Apt name: The Forgotten probably will be

You're not paranoid if they're really out to get you. It's not knowing that's such a bitch.

And when she gets into that situation in The Forgotten, Telly Paretta (Julianne Moore) can be a bitch too– in a good way– with emotional strength equal to the physical strength of Sigourney Weaver and the Queen in Aliens. Unfortunately, while her strength persists, the mystery doesn't.

The Forgotten begins 14 months after Sam, Telly's nine-year-old son, died in a plane crash.

If she had a son. You'd think a woman would know a thing like that, but Telly has memory problems, although you can't make a case for early Alzheimer's out of her forgetting which side of the street she parked on or whether she had a cup of coffee at her therapy session with Dr. Munce (Gary Sinise).

Suddenly all photos and videotapes of Sam disappear, along with newspaper clippings about the plane crash. Dr. Munce and her husband Jim (Anthony Edwards) tell Telly Sam never existed; she had a miscarriage and invented a child who was– and is– very real in her mind. Even her friend and babysitter, Eliot (Jessica Hecht), claims not to remember Sam.

Telly turns to Ash (Dominic West), an alcoholic former hockey player whose daughter was on the doomed plane with Sam. At least that's Telly's story. Ash denies it all.

You and I might go in search of school records or flight records instead of witnesses with anecdotal evidence, but that's why we don't write screenplays.

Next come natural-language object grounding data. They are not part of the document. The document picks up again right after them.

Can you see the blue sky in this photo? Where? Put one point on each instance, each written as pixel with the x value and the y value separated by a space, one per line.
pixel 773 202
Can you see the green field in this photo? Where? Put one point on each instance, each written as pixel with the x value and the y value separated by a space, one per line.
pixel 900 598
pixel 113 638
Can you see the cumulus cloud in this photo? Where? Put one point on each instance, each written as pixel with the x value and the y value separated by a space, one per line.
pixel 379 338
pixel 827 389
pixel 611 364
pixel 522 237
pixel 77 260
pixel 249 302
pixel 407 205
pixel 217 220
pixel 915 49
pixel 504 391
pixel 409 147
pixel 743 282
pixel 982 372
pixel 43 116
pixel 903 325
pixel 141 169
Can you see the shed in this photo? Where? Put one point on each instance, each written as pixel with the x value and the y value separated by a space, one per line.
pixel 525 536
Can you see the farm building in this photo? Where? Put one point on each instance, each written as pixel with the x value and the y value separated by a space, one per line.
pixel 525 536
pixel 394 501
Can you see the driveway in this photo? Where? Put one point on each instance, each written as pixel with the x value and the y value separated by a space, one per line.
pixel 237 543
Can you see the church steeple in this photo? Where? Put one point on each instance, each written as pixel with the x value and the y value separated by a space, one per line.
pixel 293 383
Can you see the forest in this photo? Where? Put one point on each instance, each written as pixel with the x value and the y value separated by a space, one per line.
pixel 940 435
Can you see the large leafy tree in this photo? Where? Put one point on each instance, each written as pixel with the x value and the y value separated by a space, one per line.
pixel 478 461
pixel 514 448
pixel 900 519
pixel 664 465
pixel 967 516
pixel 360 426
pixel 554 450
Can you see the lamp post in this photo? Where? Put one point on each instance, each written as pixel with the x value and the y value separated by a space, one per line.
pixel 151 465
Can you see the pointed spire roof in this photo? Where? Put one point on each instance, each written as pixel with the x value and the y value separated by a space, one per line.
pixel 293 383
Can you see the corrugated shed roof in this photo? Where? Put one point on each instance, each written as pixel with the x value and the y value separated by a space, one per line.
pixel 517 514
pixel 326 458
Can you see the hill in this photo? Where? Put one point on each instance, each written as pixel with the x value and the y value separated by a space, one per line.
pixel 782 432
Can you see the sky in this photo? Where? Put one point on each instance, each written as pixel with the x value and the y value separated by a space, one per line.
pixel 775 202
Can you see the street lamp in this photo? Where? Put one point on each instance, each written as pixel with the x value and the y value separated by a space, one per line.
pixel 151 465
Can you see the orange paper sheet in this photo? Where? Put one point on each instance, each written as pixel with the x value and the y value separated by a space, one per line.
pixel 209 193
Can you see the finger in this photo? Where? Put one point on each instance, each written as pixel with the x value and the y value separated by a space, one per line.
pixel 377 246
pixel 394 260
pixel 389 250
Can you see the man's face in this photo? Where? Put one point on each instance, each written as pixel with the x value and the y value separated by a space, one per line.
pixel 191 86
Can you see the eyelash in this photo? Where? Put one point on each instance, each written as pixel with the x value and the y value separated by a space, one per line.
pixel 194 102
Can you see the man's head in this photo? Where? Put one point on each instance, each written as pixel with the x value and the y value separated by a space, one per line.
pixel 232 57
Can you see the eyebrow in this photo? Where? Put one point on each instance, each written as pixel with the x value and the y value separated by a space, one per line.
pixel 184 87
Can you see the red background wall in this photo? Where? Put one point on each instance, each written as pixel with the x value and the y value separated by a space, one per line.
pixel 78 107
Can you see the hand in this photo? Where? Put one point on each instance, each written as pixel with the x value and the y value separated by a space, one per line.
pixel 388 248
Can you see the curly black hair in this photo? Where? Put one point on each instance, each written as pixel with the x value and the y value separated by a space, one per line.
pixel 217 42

Screenwriter Gerald DiPego could have gone several ways. He chose to lock in our sympathy by resolving the mystery early, shifting the focus to who and why rather than if. Ash remembers his daughter, and the National Security Agency pulls rank on the NYPD in pursuit of Telly and Ash. From that point on, The Forgotten is a standard thriller with X-Files overtones. Lifetime Television and the Sci-Fi Channel will be fighting over this one.

Most of the movie consists of Telly and Ash evading pursuers from the NSA and– wherever. Telly finds a potential ally in Police Lt. Anne Pope (Alfre Woodard), who sees some logic in her story. Dr. Munce attaches himself to Lt. Pope to help her locate Telly, but whose side is he on?

Moore does some capital-A Acting, less subtle than her usual award-worthy work, and a lot of world-class running. She's always worth watching and raises The Forgotten a little bit above the averageness it seems to be striving for.

Underrated director Joseph Ruben (True Believer, The Stepfather) pulls off some good shock moments, including a car crash that set my heart racing.

How many screenwriters attended the secret conference that declared memory-erasing movies to be a new subgenre? If anyone remembers it, that might make an interesting movie.

The Forgotten is good while it lasts, but supernatural forces won't be required to turn its title into a self-fulfilling prophecy.